How many cars can run on E85 ethanol, which is an 85% ethanol, 15% gasoline blend? This pdf file courtesy of the National Ethanol Vehicle Coalition lists about 50 vehicles. Note one common thread, most of them are overized, overpowered trucks and SUVs. Worse, only about 10 of them are < 3.0 liter engine vehicles. So why are these the only vehicles setup for ethanol? The hybridcars website explains:

Automakers’ tendency to make their largest vehicles E85 compatible is rooted in America’s fuel economy rules. Since 1988, automakers have been allowed to assign flexible-fuel vehicles higher fuel economy ratings under the government’s CAFE fuel economy regulations.
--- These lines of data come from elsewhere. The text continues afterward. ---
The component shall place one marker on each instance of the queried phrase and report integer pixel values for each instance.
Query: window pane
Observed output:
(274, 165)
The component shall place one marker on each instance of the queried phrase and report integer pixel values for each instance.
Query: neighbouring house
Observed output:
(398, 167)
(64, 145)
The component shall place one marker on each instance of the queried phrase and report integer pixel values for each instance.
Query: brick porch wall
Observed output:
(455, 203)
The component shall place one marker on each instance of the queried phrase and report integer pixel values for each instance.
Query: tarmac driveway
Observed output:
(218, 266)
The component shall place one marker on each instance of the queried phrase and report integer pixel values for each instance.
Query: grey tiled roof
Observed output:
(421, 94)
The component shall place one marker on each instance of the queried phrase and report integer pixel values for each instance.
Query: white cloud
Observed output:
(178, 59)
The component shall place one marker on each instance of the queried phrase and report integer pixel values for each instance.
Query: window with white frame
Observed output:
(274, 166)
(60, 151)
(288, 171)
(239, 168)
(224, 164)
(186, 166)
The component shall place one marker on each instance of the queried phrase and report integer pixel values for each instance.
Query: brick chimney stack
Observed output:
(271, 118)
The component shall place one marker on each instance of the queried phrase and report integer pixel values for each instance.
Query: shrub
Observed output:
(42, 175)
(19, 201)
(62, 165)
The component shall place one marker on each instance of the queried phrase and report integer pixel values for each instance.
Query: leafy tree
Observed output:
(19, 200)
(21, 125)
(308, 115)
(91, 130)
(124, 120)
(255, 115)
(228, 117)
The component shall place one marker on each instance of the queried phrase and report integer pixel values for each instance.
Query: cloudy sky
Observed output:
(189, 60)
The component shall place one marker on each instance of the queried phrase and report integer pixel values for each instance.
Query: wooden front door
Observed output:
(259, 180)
This means that a vehicle like the Durango, which averages 13 mpg would be rated at roughly 23 mpg for CAFE purposes, even if its owner never fueled it with E85.

Hah, one more boondoggle. Corn ethanol is subsidized to the tune of $1.45 per gallon, corn growers get billions in subsidies, car manufacturers get to claim laughably high fuel economy standards, and politicians get to proclaim their fealty to the Midwest by kissing babies in Iowa and bowing to the corn god.

Meanwhile, everyone else loses, and the prospect that prices would fall 30% gets a concerned article out of the New York Times.